Ninth Circuit Decides Federal Law Preempts California Meal and Rest Break Rules
The anticipated decision by the U.S. Court of Appeals for the Ninth Circuit in Teamsters v. FMCSA dealing with federal preemption of California meal and rest breaks for motor carriers, highlighted in a previous Transportation Blog on Jan. 12, 2020,1 was more imminent than was suspected. In its decision issued on Jan. 15, 2021, the Ninth Circuit rejected the Teamsters challenge to the Federal Motor Carrier Safety Administration's (FMCSA) authority and upheld the FMCSA's order that California's meal and rest break rules (MRB rules) were preempted by the FMCSA Hours of Service Rules (HOS rules) as they applied to drivers of property-carrying commercial motor vehicles. See California's Meal and Rest Break Rules for Commercial Motor Vehicle Drivers, Petition for Determination of Preemption, FMCSA Docket No. 2018-0304, 83 FR 67470 (Dec. 28, 2018).
In its administrative ruling, the FMCSA had determined that the HOS rules addressed the area of safety specifically addressed by the California meal and rest break rules. Therefore, the FMCSA found that the MRB rules had "no safety benefit," were "incompatible" with the HOS rules and that "enforcement of 'the MRB rules' would cause an unreasonable burden on interstate commerce."
The Ninth Circuit determined that the FMCSA's decision "reflects a permissible interpretation of the Motor Carrier Safety Act of 1984, and is not arbitrary or capricious." (Slip. Op. at 9.) Citing the FMCSA's specific statutory authority to preempt state rules governing commercial vehicle safety, and the deference due to an agency decision in certain circumstances under the established doctrine of administrative agency review set forth in Chevron, U.S.A., Inc. v. Natural Resources Defense Council, Inc., 467 U.S. 837 (1984), the Ninth Circuit found that the FMCSA acted squarely within its authority. Significantly, the Ninth Circuit's opinion dispensed with the Teamsters' argument that the FMCSA had no authority to act because the MRB rules were not specifically targeted to commercial motor vehicles, finding that California's MRB rules clearly applied to drivers of such vehicles and were designed, as the California Labor Commissioner had acknowledged, to "promote driver and public safety." The court also rejected the Teamsters' argument that the MRB rules should be upheld as they are part of California's "traditional 'police power'" given the express preemption authority given to the FMCSA by Congress.

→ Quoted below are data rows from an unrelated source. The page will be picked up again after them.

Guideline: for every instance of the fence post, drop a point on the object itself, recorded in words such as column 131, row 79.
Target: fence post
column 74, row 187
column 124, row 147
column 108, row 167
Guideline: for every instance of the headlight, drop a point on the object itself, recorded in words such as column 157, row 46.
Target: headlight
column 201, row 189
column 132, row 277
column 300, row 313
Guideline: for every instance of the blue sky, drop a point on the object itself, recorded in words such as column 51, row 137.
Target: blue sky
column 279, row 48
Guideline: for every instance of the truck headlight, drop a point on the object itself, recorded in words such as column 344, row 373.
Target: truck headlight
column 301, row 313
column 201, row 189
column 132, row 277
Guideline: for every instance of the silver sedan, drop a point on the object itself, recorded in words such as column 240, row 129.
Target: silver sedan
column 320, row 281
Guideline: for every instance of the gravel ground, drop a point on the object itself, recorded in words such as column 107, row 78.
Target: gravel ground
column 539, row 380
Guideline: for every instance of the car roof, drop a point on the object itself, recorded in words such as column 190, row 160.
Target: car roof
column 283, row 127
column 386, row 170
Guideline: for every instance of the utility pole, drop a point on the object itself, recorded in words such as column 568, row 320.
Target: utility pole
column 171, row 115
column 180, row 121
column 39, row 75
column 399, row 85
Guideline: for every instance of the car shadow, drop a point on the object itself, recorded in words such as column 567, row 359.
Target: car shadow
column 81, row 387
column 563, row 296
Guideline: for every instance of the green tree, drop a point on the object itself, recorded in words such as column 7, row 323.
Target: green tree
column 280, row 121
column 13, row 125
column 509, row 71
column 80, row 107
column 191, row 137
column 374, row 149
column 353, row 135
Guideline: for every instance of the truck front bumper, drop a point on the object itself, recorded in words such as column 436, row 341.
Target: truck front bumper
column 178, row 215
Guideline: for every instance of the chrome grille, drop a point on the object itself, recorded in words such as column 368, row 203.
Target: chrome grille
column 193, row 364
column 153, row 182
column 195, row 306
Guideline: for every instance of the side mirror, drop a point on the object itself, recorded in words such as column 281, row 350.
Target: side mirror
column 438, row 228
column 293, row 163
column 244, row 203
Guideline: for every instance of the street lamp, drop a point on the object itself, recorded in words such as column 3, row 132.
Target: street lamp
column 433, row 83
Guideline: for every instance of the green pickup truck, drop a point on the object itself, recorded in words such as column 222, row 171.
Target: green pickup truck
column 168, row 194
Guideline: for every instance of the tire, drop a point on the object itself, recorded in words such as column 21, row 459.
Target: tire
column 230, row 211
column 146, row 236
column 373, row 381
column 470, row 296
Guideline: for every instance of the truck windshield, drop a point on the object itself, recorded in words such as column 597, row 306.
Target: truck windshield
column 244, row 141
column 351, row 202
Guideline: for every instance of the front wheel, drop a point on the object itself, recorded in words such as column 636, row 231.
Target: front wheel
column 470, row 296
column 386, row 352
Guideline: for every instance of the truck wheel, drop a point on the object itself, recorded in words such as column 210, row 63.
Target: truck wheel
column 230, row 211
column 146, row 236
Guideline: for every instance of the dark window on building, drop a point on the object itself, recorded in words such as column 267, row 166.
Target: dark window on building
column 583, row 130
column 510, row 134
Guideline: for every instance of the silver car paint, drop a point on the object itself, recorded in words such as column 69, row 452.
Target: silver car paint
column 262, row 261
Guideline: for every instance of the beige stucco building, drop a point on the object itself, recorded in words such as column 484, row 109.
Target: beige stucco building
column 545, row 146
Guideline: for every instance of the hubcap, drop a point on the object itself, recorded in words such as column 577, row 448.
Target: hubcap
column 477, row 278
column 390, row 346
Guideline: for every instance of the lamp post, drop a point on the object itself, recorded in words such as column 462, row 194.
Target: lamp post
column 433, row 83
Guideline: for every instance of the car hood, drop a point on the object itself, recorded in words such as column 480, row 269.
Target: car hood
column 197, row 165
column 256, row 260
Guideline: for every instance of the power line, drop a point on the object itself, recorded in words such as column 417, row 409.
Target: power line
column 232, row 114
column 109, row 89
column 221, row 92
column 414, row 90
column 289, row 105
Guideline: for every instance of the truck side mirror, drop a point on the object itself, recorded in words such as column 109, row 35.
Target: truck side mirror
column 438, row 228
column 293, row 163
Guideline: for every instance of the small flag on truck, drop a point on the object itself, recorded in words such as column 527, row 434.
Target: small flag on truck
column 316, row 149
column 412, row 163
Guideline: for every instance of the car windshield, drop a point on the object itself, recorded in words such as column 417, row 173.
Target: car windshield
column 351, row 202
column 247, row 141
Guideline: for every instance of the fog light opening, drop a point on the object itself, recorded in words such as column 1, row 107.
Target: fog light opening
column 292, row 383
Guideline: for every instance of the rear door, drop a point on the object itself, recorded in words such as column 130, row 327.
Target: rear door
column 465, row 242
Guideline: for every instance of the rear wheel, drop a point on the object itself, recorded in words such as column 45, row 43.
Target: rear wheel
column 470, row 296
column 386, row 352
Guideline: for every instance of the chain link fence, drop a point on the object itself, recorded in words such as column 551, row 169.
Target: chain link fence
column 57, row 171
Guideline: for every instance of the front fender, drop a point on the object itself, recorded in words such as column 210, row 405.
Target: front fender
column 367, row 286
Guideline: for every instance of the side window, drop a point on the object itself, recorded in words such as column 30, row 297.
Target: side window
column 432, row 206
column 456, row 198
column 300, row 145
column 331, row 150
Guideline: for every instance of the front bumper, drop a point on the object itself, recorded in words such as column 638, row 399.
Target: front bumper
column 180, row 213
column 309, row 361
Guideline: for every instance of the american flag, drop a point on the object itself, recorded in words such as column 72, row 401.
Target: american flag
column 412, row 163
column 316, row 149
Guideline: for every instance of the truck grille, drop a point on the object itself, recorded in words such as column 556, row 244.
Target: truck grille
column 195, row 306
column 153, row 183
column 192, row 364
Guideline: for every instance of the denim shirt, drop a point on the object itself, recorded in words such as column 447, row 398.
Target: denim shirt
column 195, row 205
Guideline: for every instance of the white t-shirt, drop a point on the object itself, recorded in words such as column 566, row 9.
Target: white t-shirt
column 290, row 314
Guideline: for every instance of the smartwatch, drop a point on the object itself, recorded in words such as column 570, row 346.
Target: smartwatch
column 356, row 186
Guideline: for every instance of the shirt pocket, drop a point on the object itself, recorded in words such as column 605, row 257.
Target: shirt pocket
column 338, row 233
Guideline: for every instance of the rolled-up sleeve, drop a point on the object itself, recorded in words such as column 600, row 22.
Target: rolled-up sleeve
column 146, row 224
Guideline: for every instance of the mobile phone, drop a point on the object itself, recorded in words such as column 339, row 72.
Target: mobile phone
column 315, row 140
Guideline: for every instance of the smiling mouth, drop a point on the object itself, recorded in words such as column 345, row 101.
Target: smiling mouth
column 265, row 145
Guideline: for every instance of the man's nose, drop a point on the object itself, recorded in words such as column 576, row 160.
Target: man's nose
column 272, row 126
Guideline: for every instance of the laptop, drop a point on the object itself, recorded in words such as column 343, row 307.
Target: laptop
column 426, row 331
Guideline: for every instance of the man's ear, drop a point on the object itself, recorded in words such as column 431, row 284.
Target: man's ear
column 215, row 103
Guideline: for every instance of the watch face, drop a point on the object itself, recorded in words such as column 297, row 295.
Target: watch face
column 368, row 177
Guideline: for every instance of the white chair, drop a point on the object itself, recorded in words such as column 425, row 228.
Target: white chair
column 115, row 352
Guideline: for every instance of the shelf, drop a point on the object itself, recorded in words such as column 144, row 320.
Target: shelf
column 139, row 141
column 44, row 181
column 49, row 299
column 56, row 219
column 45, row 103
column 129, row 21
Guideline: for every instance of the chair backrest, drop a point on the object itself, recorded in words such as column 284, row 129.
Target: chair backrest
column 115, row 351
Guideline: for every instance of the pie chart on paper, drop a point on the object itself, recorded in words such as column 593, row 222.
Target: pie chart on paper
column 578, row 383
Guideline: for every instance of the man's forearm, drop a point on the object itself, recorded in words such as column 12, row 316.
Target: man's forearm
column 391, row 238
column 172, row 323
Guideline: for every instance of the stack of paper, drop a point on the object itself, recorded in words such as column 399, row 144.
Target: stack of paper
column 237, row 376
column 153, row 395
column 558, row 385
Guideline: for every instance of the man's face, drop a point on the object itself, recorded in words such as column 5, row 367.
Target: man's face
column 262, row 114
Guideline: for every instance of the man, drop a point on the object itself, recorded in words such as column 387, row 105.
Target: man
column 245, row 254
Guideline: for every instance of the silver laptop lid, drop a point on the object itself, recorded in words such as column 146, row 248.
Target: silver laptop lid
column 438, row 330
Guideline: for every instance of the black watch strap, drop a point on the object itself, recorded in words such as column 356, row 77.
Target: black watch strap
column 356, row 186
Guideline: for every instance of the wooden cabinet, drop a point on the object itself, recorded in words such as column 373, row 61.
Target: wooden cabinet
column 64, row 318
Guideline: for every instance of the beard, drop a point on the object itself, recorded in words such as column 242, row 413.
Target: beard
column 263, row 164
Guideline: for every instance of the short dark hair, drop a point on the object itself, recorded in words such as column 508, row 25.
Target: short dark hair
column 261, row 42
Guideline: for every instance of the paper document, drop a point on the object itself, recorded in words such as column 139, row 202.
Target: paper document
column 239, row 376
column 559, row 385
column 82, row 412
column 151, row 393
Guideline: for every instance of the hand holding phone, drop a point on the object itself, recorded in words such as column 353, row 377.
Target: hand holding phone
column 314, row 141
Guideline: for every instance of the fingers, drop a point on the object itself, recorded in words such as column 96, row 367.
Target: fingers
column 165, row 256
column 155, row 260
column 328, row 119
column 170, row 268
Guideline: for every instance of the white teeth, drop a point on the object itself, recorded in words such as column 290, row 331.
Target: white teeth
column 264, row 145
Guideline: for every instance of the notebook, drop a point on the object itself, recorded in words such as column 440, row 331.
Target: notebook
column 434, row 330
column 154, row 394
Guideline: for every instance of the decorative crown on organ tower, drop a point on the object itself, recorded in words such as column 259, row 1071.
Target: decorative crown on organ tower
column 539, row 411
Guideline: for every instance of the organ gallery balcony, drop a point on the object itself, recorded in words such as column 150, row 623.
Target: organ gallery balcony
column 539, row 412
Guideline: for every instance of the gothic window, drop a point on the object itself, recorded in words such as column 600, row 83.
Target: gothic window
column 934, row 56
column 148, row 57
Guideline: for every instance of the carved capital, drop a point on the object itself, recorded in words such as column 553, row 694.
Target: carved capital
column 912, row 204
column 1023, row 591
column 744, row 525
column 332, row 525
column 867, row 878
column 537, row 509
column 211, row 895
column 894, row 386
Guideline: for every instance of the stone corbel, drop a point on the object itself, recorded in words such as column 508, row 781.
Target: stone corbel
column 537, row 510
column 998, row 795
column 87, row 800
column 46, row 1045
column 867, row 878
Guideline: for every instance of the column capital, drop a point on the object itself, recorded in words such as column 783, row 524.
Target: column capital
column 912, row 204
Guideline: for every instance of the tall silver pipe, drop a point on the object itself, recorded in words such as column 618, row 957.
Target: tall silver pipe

The Ninth Circuit also agreed with the FMCSA that the MRB rules were "additional to or more stringent than" the federal regulations, because, as the FMCSA determined, "California requires more breaks, more often, and with less flexibility as to timing." The court rejected the Teamsters' argument that the MRB rules could be complied with by simply paying an extra hour of pay, as California's MRB rules require, as that would still be an added burden on transportation operations in interstate commerce, which are not imposed by the federal agency and its regulations.
Interestingly, the Ninth Circuit took into account the "patchwork of requirements" created by 20 states' meal and rest break statutes, and approved of the FMCSA considering the "cumulative 'effect on interstate commerce' " of the burdens created by the different states' requirements.
While it is not clear whether the Teamsters will seek review by the U.S. Supreme Court, this issue likely will be a focal point in the Biden Administration, given the appointments of Pete Buttigieg as Secretary of Transportation and Boston Mayor Marty Walsh as Secretary of Labor, both supporters of union labor. That said, as both are also reputedly pragmatists, there is an opportunity for them also to consider the persuasive decision of the Ninth Circuit finding that interstate commerce has been burdened by the different state requirements and that the federal HOS rules adequately protect driver and public safety.
1 See "Another Shift on Joint Employment and Independent Contractors," Holland & Knight Transportation Blog, Jan. 12, 2021. While the blog focused on independent contractor (IC) issues, Holland & Knight discussed the pending FMCSA decision in the Ninth Circuit given its impact on logistics operations in California. As substantial litigation over IC status in California has involved claims regarding meal and rest breaks, the fact that the federal hours of service (HOS) rules have been found to adequately protect driver and public safety removes these claims from such challenges.